Compravendita Immobiliare: Perché la Visura Ipotecaria è un Atto di Tutela Imprescindibile
Scopri perché la visura ipotecaria è un controllo fondamentale prima di acquistare un immobile. Un'analisi sui rischi e le responsabilità di acquirente, venditore e agente.
Nel processo di acquisto di un immobile, è diffusa la convinzione che la banca erogatrice del mutuo o il notaio si occupino di tutte le verifiche necessarie a tutela dell’acquirente. Sebbene questi soggetti svolgano controlli specifici, la responsabilità di una verifica preliminare completa, nota come visura ipotecaria, ricade principalmente sull’acquirente. Questo documento è lo strumento fondamentale per scoprire l’esistenza di eventuali gravami o problematiche legali che potrebbero compromettere la transazione e mettere a rischio l’investimento.
Analisi
La visura ipotecaria, o più correttamente ispezione ipotecaria, è un’indagine condotta presso i registri della Pubblicità Immobiliare (ex Conservatoria dei Registri Immobiliari), gestiti dall’Agenzia delle Entrate. Essa permette di ricostruire la storia giuridica di un immobile, verificando la titolarità del diritto di proprietà e l’eventuale presenza di “formalità pregiudizievoli”.
Queste formalità includono:
- Iscrizioni: principalmente le ipoteche, che possono essere volontarie (come quella a garanzia di un mutuo), giudiziali (a seguito di un decreto ingiuntivo) o legali.
- Trascrizioni: atti che limitano la disponibilità del bene, come pignoramenti, sequestri conservativi o domande giudiziali (ad esempio, cause relative alla proprietà dell’immobile).
Ruolo e responsabilità delle parti:
- L’acquirente: Ha il massimo interesse a effettuare questa verifica prima di impegnarsi economicamente, ovvero prima di firmare una proposta di acquisto e versare una caparra. Agire senza questa informazione equivale a operare “alla cieca”, con il rischio di vincolarsi all’acquisto di un bene gravato da problemi.
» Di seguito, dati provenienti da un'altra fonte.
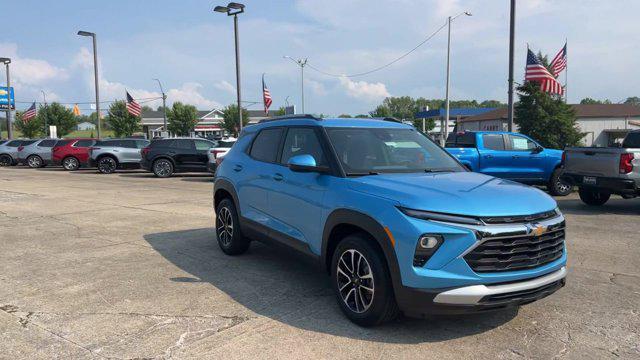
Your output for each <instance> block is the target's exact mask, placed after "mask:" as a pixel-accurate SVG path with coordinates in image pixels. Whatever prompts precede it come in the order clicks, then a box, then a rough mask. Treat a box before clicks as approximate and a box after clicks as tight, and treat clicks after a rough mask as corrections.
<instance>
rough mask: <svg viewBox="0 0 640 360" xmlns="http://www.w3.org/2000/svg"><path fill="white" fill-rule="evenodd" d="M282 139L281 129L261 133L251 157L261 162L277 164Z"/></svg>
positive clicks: (252, 152) (251, 154)
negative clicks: (278, 149) (280, 142)
mask: <svg viewBox="0 0 640 360" xmlns="http://www.w3.org/2000/svg"><path fill="white" fill-rule="evenodd" d="M281 137H282V129H280V128H278V129H266V130H262V131H260V133H259V134H258V136H256V138H255V140H254V141H253V145H252V146H251V153H250V154H249V155H250V156H251V157H252V158H254V159H256V160H259V161H266V162H276V159H277V158H278V146H279V145H280V138H281Z"/></svg>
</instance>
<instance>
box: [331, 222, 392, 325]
mask: <svg viewBox="0 0 640 360" xmlns="http://www.w3.org/2000/svg"><path fill="white" fill-rule="evenodd" d="M331 277H332V283H333V288H334V291H335V294H336V297H337V300H338V304H339V305H340V309H342V312H343V313H344V314H345V315H346V316H347V317H348V318H349V320H351V321H353V322H354V323H356V324H358V325H360V326H373V325H378V324H382V323H384V322H387V321H390V320H393V319H394V318H396V317H397V316H398V314H399V312H400V311H399V309H398V304H397V303H396V300H395V297H394V294H393V285H392V283H391V275H390V274H389V269H388V268H387V264H386V262H385V261H384V258H383V255H382V254H381V253H380V251H379V250H377V249H376V248H374V247H373V246H372V245H371V244H370V243H369V241H368V239H367V237H366V236H365V235H364V234H355V235H350V236H347V237H346V238H344V240H342V241H341V242H340V243H339V244H338V246H337V248H336V251H335V252H334V254H333V259H332V261H331Z"/></svg>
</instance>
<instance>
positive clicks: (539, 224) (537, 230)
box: [527, 224, 547, 236]
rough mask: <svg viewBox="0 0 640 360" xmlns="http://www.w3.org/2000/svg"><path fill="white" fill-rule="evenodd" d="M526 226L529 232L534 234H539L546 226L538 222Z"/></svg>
mask: <svg viewBox="0 0 640 360" xmlns="http://www.w3.org/2000/svg"><path fill="white" fill-rule="evenodd" d="M527 227H528V228H529V233H530V234H531V235H534V236H540V235H542V234H544V233H545V232H546V231H547V227H546V226H544V225H540V224H530V225H527Z"/></svg>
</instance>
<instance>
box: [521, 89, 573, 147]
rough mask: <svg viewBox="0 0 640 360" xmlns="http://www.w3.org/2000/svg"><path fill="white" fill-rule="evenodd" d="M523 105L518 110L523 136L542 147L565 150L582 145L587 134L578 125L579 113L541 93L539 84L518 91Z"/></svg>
mask: <svg viewBox="0 0 640 360" xmlns="http://www.w3.org/2000/svg"><path fill="white" fill-rule="evenodd" d="M517 90H518V95H519V98H520V101H519V102H518V103H517V104H516V106H515V123H516V124H517V125H518V127H519V128H520V132H521V133H523V134H525V135H528V136H530V137H532V138H534V139H536V140H537V141H538V142H540V144H541V145H543V146H545V147H549V148H556V149H563V148H565V147H567V146H575V145H578V144H579V143H580V142H581V139H582V138H583V136H584V134H583V133H581V132H580V129H579V128H578V126H577V125H576V114H575V110H574V109H573V108H572V107H571V106H570V105H567V104H565V102H564V101H563V99H562V97H560V96H558V95H550V94H548V93H546V92H542V91H541V90H540V86H539V84H537V83H532V82H526V83H525V84H524V85H521V86H519V87H518V89H517Z"/></svg>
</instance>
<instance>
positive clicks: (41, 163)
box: [26, 155, 44, 169]
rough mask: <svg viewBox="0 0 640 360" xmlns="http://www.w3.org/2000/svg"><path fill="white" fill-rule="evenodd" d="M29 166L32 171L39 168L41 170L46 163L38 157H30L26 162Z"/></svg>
mask: <svg viewBox="0 0 640 360" xmlns="http://www.w3.org/2000/svg"><path fill="white" fill-rule="evenodd" d="M26 163H27V165H28V166H29V167H30V168H32V169H37V168H41V167H43V166H44V165H43V164H44V161H42V158H41V157H40V156H38V155H29V157H28V158H27V161H26Z"/></svg>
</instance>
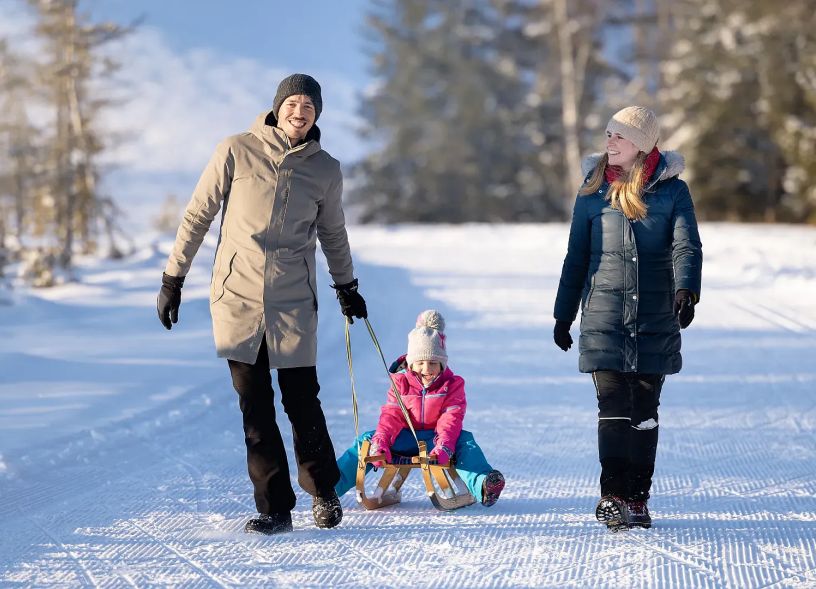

- Il venditore: È tenuto a garantire che l’immobile sia libero da vizi e gravami non dichiarati nel contratto. La conoscenza di eventuali pregiudizievoli è fondamentale per una negoziazione trasparente.
- L’agente immobiliare (mediatore): In virtù della sua responsabilità professionale, ha il dovere di informare le parti su tutte le circostanze a lui note, o che avrebbe dovuto conoscere con l’uso della normale diligenza, che possono influire sulla sicurezza dell’affare. La mancata verifica ipotecaria è considerata dalla giurisprudenza una violazione di tale dovere.
Come e quando effettuare il controllo:
L’ispezione può essere richiesta online tramite il portale dell’Agenzia delle Entrate. Il servizio “Consultazione personale” permette al titolare di diritti reali su un immobile di accedere gratuitamente ai dati, utilizzando SPID, CIE o CNS. Per immobili di terzi, è necessario utilizzare il servizio di “Ispezione ipotecaria”, che è a pagamento.
È cruciale che questa verifica venga eseguita prima di qualsiasi impegno contrattuale vincolante. Attendere il controllo del notaio, che avviene in prossimità del rogito, è tardivo, poiché a quel punto l’acquirente potrebbe aver già versato somme ingenti e non facilmente recuperabili.
Riferimenti normativi
- Codice Civile, art. 2643 e seguenti (Della trascrizione): Questa sezione del codice disciplina il sistema della pubblicità immobiliare. Stabilisce quali atti relativi a beni immobili debbano essere resi pubblici tramite trascrizione nei registri immobiliari per essere opponibili a terzi, garantendo la certezza dei traffici giuridici.
- Codice Civile, art. 1759 (Responsabilità del mediatore): Sancisce l’obbligo del mediatore di comunicare alle parti le circostanze, a lui note o conoscibili con la comune diligenza, che possono incidere sulla conclusione dell’affare. La giurisprudenza ha costantemente interpretato questo articolo includendo il dovere di verificare la libertà dell’immobile da gravami.
Riferimenti giurisprudenziali
La giurisprudenza consolidata della Corte di Cassazione ha più volte affermato la responsabilità del mediatore immobiliare per la mancata informazione alle parti riguardo l’esistenza di iscrizioni o trascrizioni pregiudizievoli sull’immobile oggetto di trattativa. Tale omissione integra una violazione dell’obbligo di diligenza professionale previsto dall’art. 1759 c.c. e può dare luogo a una richiesta di risarcimento del danno da parte del cliente.
Fonti e bibliografia
- Agenzia delle Entrate - “Servizi di pubblicità immobiliare”: Il portale ufficiale dell’amministrazione finanziaria fornisce l’accesso ai servizi di ispezione e tutte le informazioni operative per la consultazione dei registri.